Text Classification of News Headlines into News Groups

Getting Started

  1. Sign up for an IBM Cloud Account
  2. Login to Watson Studio

Running the Jupyter notebook

1. Sign up for Watson Studio

Sign up for IBM's Watson Studio.

1. Create a new Project

Note: By creating a project in Watson Studio a free tier Object Storage service will be created in your IBM Cloud account. Take note of your service names as you will need to select them in the following steps.

  • On Watson Studio's Welcome Page select New Project.

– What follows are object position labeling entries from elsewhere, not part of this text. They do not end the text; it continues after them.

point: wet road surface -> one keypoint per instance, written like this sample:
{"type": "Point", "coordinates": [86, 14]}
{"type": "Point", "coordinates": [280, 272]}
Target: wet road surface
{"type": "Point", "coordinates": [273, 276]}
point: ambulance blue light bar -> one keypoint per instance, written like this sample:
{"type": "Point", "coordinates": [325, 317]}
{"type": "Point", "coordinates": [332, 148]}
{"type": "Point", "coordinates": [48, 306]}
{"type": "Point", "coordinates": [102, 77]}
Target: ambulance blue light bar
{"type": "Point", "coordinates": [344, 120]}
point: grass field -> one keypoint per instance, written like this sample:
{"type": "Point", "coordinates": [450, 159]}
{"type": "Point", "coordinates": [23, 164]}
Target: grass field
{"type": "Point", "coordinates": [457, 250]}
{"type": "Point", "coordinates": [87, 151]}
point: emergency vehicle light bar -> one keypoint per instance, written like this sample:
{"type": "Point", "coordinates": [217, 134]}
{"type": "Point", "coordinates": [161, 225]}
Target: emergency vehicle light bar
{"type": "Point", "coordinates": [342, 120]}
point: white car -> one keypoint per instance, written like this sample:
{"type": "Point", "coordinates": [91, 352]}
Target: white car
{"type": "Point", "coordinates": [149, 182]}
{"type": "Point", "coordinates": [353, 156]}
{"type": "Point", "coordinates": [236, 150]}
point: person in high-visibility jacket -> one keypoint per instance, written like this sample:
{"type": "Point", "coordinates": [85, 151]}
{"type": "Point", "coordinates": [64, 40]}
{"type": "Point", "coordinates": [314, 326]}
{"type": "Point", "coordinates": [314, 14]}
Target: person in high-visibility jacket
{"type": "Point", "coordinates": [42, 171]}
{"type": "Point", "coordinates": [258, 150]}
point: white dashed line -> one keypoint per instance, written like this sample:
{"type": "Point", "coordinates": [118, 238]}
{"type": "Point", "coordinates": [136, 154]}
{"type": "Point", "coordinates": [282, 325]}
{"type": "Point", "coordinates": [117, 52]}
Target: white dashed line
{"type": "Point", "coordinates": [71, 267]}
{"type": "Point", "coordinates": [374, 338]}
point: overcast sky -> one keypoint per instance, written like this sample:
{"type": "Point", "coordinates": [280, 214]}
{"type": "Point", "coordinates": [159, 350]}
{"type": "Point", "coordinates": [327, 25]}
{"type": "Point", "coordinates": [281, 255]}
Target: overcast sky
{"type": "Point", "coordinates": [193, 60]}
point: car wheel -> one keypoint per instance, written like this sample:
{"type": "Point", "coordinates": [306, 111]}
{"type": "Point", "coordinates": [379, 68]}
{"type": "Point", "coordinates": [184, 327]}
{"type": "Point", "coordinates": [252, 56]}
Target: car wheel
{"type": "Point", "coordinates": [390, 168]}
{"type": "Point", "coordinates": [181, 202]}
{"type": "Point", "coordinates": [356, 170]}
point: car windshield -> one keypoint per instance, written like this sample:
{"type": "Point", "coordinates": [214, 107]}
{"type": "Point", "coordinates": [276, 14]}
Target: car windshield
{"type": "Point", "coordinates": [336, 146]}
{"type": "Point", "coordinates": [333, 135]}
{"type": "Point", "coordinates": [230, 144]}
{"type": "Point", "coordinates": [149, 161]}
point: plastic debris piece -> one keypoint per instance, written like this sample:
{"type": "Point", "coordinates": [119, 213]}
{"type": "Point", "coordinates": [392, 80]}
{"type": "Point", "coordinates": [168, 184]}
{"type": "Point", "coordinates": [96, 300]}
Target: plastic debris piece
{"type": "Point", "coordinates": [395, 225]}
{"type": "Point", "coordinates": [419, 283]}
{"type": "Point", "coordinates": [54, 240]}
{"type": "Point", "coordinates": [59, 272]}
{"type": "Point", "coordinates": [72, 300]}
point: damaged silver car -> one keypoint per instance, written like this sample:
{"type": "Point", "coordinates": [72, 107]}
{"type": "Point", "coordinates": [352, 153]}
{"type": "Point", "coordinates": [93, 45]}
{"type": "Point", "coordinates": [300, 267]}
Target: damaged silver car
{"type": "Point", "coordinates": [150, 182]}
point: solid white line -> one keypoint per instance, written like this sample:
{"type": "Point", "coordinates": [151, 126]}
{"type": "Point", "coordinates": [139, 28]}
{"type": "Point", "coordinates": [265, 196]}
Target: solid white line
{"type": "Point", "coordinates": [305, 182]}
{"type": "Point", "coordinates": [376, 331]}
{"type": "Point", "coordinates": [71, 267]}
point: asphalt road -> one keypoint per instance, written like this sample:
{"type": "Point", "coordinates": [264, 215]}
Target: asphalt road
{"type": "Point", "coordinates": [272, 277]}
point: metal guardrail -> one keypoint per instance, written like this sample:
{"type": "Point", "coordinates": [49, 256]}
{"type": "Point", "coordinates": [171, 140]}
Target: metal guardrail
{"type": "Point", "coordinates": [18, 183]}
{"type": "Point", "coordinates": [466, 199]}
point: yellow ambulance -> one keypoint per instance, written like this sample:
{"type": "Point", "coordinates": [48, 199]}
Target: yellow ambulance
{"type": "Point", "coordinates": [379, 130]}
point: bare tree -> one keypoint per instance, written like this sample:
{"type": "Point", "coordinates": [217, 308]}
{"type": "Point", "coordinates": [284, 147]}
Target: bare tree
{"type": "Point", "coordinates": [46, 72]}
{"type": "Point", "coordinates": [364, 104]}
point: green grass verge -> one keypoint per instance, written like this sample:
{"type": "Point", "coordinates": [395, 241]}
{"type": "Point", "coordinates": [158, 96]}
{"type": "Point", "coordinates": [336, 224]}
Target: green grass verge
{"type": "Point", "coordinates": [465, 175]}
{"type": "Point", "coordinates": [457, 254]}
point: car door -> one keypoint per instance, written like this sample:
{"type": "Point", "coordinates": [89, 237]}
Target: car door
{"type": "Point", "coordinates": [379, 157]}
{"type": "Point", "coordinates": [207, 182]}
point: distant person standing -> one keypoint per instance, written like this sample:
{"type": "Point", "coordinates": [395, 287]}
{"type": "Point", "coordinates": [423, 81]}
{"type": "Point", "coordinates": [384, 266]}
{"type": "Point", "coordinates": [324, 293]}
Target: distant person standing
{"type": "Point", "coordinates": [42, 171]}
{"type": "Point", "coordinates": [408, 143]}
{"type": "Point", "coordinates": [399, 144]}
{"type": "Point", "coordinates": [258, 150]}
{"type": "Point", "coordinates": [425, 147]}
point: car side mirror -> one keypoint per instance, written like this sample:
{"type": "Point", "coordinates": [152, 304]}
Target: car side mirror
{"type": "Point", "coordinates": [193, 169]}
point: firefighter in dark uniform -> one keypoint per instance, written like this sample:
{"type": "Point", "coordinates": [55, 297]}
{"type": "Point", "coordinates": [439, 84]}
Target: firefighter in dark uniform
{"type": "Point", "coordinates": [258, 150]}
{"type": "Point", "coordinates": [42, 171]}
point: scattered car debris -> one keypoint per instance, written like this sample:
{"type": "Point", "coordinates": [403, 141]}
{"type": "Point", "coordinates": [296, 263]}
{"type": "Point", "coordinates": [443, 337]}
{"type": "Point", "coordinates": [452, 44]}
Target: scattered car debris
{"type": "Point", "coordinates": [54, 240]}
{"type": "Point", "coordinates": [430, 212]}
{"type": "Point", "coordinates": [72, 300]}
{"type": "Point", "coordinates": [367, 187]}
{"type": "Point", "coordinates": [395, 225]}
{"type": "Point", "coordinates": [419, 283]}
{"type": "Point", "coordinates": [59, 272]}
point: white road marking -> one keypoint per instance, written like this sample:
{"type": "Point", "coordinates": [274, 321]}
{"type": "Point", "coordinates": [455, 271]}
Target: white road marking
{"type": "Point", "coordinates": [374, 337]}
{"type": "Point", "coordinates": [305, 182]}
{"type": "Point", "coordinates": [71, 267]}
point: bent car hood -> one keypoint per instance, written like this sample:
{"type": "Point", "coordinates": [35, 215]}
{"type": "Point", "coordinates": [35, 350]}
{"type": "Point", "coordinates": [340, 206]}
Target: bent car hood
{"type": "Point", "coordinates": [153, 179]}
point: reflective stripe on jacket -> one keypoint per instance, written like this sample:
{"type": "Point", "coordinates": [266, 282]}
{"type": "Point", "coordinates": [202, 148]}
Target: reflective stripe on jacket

  • Choose the Data Science option and click Create Project.

  • Name your project, select the Cloud Object Storage service instance and click Create

1. Import notebook to Watson Studio

  • Create a New Notebook.

  • Import the notebook found in this repository

  • Give a name to the notebook and select a Python 3.5 runtime environment, then click Create.

6. Follow the steps in the notebook

The steps in the notebook should allow you to understand how to download the dataset, create a model that uses Naive Bayes Classification and then visualize it using a Confusion Matrix and Heat map.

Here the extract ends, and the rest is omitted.